Scientists: Pace of Climate Change Exceeds Estimates
By Kari Lydersen
Washington Post Staff Writers
Sunday, February 15, 2009; A03

CHICAGO, Feb. 14 -- The pace of global warming is likely to be
much faster than recent predictions, because industrial greenhouse
gas emissions have increased more quickly than expected and higher
temperatures are triggering self-reinforcing feedback mechanisms
in global ecosystems, scientists said Saturday.

"We are basically looking now at a future climate that's beyond
anything we've considered seriously in climate model simulations,"
Christopher Field, founding director of the Carnegie Institution's
Department of Global Ecology at Stanford University, said at the
annual meeting of the American Association for the Advancement of
Science.

Field, a member of the United Nations' Intergovernmental Panel on
Climate Change, said emissions from burning fossil fuels since
2000 have largely outpaced the estimates used in the U.N. panel's
2007 reports. The higher emissions are largely the result of the
increased burning of coal in developing countries, he said.

Unexpectedly large amounts of carbon dioxide are being released
into the atmosphere as the result of "feedback loops" that are
speeding up natural processes. Prominent among these, evidence
indicates, is a cycle in which higher temperatures are beginning
to melt the arctic permafrost, which could release hundreds of
billions of tons of carbon and methane into the atmosphere, said
several scientists on a panel at the meeting.

The permafrost holds 1 trillion tons of carbon, and as much as 10
percent of that could be released this century, Field
said. Melting permafrost also releases methane, which is 25 times
more potent a greenhouse gas than carbon dioxide.

"It's a vicious cycle of feedback where warming causes the release
of carbon from permafrost, which causes more warming, which causes
more release from permafrost," Field said.

Evidence is also accumulating that terrestrial and marine
ecosystems cannot remove as much carbon from the atmosphere as
earlier estimates suggested, Field said.

In the oceans, warmer weather is driving stronger winds that are
exposing deeper layers of water, which are already saturated with
carbon and not as able to absorb as much from the atmosphere. The
carbon is making the oceans more acidic, which also reduces their
ability to absorb carbon.

On land, rising carbon dioxide levels had been expected to boost
plant growth and result in greater sequestration of carbon
dioxide. As plants undergo photosynthesis to draw energy from the
sun, carbon is drawn out of the atmosphere and trapped in the
plant matter. But especially in northern latitudes, this effect
may be offset significantly by the fact that vegetation-covered
land absorbs much more of the sun's heat than snow-covered
terrain, said scientists on the panel.

Earlier snowmelt, the shrinking arctic ice cover and the northward
spread of vegetation are causing the Northern Hemisphere to
absorb, rather than reflect, more of the sun's energy and
reinforce the warming trend.

While it takes a relatively long time for plants to take carbon
out of the atmosphere, that carbon can be released rapidly by
wildfires, which contribute about a third as much carbon to the
atmosphere as burning fossil fuels, according to a paper Field
co-authored.

Fires such as the recent deadly blazes in southern Australia have
increased in recent years, and that trend is expected to continue,
Field said. Warmer weather, earlier snowmelt, drought and beetle
infestations facilitated by warmer climates are all contributing
to the rising number of fires linked to climate change. Across
large swaths of the United States and Canada, bark beetles have
killed many mature trees, making forests more flammable. And
tropical rain forests that were not susceptible to forest fires in
the past are likely to become drier as temperatures rise, growing
more vulnerable.

Preventing deforestation in the tropics is more important than in
northern latitudes, the panel agreed, since lush tropical forests
sequester more carbon than sparser northern forests. And
deforestation in northern areas has benefits, since larger areas
end up covered in exposed, heat-reflecting snow.

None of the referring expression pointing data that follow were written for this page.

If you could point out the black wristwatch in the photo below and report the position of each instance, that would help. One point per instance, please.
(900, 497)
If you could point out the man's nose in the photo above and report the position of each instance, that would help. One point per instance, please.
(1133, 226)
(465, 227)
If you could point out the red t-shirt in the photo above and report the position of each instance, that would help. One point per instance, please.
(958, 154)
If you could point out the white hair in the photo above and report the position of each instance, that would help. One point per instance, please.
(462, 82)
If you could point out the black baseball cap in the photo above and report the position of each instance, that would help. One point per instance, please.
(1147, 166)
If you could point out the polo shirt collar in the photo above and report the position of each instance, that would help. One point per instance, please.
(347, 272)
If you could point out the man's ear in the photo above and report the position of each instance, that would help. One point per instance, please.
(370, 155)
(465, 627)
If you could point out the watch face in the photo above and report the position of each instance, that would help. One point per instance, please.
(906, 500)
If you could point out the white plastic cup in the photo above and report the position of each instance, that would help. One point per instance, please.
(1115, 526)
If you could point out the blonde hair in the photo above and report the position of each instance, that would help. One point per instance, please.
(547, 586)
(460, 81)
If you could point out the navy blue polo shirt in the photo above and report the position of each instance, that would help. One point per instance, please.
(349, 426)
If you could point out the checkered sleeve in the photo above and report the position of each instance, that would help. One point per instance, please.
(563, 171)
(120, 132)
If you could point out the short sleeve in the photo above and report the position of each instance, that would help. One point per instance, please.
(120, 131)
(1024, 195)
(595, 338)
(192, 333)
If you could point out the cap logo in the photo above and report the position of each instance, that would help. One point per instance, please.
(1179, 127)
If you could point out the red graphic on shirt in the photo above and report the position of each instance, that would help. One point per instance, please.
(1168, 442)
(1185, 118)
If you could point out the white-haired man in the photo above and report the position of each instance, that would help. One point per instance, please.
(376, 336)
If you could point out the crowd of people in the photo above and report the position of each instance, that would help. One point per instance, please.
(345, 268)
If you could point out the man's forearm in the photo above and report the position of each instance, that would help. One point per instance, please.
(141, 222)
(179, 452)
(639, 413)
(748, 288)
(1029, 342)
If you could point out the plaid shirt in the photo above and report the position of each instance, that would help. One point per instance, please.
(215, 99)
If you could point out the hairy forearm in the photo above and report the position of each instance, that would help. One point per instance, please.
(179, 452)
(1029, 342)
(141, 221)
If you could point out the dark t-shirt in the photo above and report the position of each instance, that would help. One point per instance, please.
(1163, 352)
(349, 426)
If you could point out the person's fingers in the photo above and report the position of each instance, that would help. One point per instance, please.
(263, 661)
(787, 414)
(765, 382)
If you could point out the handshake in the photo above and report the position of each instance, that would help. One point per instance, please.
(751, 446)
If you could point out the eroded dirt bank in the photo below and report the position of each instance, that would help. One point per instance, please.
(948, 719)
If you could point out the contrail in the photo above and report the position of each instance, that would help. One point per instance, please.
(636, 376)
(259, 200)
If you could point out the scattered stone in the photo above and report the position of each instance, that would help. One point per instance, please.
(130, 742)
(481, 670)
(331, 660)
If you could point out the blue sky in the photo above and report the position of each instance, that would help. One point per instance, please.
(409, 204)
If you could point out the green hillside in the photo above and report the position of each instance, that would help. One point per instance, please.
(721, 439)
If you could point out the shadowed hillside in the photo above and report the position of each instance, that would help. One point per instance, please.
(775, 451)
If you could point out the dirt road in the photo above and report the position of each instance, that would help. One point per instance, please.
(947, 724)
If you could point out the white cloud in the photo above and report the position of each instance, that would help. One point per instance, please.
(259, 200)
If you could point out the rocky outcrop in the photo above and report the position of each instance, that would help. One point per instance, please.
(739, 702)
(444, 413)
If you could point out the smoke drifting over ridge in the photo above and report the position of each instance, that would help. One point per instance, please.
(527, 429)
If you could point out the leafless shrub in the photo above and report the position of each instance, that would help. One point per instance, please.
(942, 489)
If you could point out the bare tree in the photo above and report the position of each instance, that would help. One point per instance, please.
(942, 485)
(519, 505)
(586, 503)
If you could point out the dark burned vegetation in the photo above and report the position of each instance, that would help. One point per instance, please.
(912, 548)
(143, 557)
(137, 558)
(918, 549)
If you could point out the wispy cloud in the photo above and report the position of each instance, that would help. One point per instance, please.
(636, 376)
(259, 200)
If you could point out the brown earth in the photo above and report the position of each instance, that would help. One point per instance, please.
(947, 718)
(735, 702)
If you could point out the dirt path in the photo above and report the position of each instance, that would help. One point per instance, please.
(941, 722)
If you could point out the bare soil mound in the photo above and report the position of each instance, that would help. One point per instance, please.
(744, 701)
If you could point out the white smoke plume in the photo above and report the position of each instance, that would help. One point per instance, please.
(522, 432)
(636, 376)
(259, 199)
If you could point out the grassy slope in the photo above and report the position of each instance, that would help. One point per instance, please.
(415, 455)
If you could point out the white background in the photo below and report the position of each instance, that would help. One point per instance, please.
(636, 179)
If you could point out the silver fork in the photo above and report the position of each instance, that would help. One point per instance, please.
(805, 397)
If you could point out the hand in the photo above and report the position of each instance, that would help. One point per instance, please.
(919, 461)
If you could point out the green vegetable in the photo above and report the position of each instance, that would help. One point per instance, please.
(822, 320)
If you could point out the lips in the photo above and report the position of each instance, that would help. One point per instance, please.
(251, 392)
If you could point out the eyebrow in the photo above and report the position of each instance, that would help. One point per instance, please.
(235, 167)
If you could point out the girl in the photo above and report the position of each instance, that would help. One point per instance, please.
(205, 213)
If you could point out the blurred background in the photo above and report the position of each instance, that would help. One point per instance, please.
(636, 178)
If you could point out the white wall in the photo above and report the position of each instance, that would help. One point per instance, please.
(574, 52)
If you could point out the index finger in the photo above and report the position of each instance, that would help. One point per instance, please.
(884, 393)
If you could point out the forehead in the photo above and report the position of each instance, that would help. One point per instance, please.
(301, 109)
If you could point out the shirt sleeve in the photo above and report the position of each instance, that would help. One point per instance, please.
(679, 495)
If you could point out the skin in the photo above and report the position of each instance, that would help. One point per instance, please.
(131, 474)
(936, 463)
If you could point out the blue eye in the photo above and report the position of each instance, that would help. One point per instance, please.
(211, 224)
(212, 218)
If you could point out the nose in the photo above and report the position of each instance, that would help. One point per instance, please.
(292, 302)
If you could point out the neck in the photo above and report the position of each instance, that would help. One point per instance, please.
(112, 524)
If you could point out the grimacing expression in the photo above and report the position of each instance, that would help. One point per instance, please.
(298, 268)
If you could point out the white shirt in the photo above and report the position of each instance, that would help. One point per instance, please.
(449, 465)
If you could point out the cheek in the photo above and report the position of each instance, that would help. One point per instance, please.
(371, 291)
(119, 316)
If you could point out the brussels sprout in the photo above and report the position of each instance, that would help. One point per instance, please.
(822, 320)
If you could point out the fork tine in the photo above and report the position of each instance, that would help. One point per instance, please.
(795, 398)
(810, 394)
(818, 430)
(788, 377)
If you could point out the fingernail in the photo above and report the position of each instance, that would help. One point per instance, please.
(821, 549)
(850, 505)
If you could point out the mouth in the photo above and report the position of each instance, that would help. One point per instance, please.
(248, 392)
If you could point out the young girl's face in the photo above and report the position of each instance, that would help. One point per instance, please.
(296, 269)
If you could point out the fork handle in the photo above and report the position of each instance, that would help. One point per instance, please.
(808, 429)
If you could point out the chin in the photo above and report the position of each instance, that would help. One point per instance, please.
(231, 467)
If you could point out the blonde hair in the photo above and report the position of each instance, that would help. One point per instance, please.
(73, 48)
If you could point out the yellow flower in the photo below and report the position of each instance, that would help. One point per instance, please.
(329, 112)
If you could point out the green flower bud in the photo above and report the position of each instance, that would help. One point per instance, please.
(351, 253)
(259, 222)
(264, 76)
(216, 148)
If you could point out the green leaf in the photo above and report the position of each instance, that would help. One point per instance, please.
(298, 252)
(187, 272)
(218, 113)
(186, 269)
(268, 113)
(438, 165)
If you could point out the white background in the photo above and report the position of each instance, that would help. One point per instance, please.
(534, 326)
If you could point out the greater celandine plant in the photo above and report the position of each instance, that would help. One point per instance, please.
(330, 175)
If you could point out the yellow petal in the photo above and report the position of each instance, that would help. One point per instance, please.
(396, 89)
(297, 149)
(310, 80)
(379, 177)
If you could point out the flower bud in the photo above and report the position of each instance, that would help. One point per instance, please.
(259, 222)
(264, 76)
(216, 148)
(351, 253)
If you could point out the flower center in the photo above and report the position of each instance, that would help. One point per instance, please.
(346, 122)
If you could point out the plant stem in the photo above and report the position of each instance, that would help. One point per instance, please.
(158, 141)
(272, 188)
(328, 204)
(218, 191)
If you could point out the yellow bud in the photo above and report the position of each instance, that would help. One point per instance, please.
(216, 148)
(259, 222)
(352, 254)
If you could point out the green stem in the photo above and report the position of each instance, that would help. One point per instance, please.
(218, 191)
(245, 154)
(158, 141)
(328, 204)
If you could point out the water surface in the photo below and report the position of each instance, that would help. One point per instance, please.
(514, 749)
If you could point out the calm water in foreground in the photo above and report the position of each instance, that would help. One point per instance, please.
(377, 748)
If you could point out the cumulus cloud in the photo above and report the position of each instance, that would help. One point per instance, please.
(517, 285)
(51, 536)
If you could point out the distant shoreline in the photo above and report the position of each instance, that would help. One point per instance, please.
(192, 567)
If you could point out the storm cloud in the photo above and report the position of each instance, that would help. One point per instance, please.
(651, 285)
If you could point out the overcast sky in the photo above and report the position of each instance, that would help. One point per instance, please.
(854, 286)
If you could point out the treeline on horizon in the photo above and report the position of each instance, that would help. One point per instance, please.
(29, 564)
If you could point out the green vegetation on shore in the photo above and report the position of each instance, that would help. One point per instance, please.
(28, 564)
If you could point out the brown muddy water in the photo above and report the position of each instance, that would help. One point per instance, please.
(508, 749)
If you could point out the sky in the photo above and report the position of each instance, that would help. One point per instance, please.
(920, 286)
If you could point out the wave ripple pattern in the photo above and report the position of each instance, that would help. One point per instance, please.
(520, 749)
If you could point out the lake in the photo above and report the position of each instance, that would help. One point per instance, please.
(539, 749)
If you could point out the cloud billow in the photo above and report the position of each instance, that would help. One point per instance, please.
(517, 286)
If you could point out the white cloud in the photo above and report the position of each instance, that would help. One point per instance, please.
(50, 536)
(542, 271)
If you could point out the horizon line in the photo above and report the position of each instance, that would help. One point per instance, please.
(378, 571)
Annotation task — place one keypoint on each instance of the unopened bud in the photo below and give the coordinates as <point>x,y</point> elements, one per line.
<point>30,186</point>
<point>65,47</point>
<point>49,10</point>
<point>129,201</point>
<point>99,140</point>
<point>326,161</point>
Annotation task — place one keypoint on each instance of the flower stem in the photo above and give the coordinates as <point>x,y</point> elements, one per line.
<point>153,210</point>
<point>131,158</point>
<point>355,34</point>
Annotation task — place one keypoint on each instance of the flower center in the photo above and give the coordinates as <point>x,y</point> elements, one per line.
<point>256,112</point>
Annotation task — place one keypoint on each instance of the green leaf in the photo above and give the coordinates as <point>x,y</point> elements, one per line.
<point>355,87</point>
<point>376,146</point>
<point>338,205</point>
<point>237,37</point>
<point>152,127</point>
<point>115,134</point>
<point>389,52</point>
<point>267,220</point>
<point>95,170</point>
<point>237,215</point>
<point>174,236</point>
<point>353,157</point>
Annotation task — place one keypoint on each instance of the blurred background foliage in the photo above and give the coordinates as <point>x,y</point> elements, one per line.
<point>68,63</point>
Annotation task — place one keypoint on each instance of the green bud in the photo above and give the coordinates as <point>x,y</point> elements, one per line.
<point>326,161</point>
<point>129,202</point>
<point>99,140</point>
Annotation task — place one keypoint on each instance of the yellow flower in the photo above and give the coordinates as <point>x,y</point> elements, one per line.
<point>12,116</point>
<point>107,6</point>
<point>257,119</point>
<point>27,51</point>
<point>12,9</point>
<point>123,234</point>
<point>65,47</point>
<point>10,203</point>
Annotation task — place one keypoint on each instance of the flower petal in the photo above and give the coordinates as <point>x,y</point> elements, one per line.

Many scientists and policymakers are advocating increased
incentives for preserving tropical forests, especially in the face
of demand for clearing forest to grow biofuel crops such as
soy. Promoting biofuels without also creating forest-preservation
incentives would be "like weatherizing your house and deliberately
keeping your windows open," said Peter Frumhoff, chief of the
Union of Concerned Scientists' climate program. "It's just not a
smart policy."

Field said the U.N. panel's next assessment of Earth's climate
trends, scheduled for release in 2014, will for the first time
incorporate policy proposals. It will also include complicated
models of interconnected ecosystem feedbacks.

The panel's last report noted that preliminary knowledge of such
feedbacks suggested that an additional 100 billion to 500 billion
tons of greenhouse gas emissions would have to be prevented in the
next century to avoid dangerous global warming. Currently, about
10 billion tons of carbon are emitted each year.